After FISH, all metaphase chromosomes of N. sativa revealed centromeric Ns-Sat1 signals while Ns-Sat2 localized in the (peri)centromeric regions of only chromosomes 1 and 4 (Fig. 4A,B). The Ns-CL6 probe which is a Ty3_gypsy LTR retrotransposon, resulted in evenly distributed signals, although with a lower density toward the distal chromosome regions (Fig. 4A). Nd-Sat1-specific signals were found in the centromeric regions of all N. damascena chromosomes (Fig. 4C). Ns-Sat1 also cross-hybridized to the centromeres of N. arvensis and N. hispanica (Fig. 4D and 4E). The Nd-Sat1 of N. damascena also cross-hybridized to the centromeres of N. orientalis (Fig. 4F). None of the Nd-Sat1, Ns-Sat1 and Ns-Sat2 probes cross-hybridized with N. integrifolia or N. bucharica. The observed clustering of centromeric repeats at one pole of the nuclei indicates a Rabl-like chromosome configuration in interphase nuclei of Nigella (Fig. 4A and E).
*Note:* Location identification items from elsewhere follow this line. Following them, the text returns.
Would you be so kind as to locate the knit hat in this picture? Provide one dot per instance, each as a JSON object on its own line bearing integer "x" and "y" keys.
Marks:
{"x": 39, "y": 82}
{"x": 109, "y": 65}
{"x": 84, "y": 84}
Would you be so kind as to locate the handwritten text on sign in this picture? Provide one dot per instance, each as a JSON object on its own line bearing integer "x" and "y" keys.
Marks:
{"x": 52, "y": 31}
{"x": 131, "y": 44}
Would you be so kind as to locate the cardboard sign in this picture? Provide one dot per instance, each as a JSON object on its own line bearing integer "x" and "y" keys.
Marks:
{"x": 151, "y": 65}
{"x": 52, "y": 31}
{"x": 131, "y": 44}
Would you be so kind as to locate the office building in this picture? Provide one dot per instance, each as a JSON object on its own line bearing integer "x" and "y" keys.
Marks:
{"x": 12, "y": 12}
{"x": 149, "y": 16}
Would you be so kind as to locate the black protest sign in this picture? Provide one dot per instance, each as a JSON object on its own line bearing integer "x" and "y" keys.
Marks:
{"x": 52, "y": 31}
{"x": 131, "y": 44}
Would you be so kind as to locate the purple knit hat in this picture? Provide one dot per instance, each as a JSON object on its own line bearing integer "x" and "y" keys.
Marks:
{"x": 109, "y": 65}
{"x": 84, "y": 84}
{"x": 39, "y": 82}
The observed hybridization signals of all four Nb satellite probes showed similar intensities, locations and numbers in N. bucharica and N. integrifolia (Fig. 1). Nb-Sat1 seems to co-localize with the 45S-rDNA loci, since it is found in terminal positions on the short arms of the two telocentric and the submetacentric chromosomes. Nb-Sat2 revealed signals on the distal ends of the long arm of the telocentric chromosomes (Fig. 4G), while Nb-Sat3 and Nb-Sat4 showed signals in centromeric positions of all chromosomes (Fig. 1 and Fig. 4H). It seems that at least in some of the chromosomes Nb-Sat3 is extended toward the inner part of the centomers compared with Nb-Sat4 (arrows in Fig 4H). FISH with the Arabidopsis-like telomere repeat (TTTAGGG)n detected corresponding signals exclusively at both ends of all Nigella chromosomes (Fig. 4I).
The genome-wide repetitive analysis in the three Nigella species indicated that retroelements, especially Ty_gypsy LTRs, are the main contributors the relatively large genomes of Nigella. On the contrary, the abundance and diversity of satellite DNAs is relatively low. Most of these satellites locate at (peri)centromeric regions. The (peri)centromeric satellite repeats of N. sativa (Ns-Sat1), N. damascena (Nd-Sat1) and N. bucharica (Nb-Sat3 and Nb-Sat4) are higly distinct and cross-hybridize only to the closely related genomes as indicated in Fig. 1.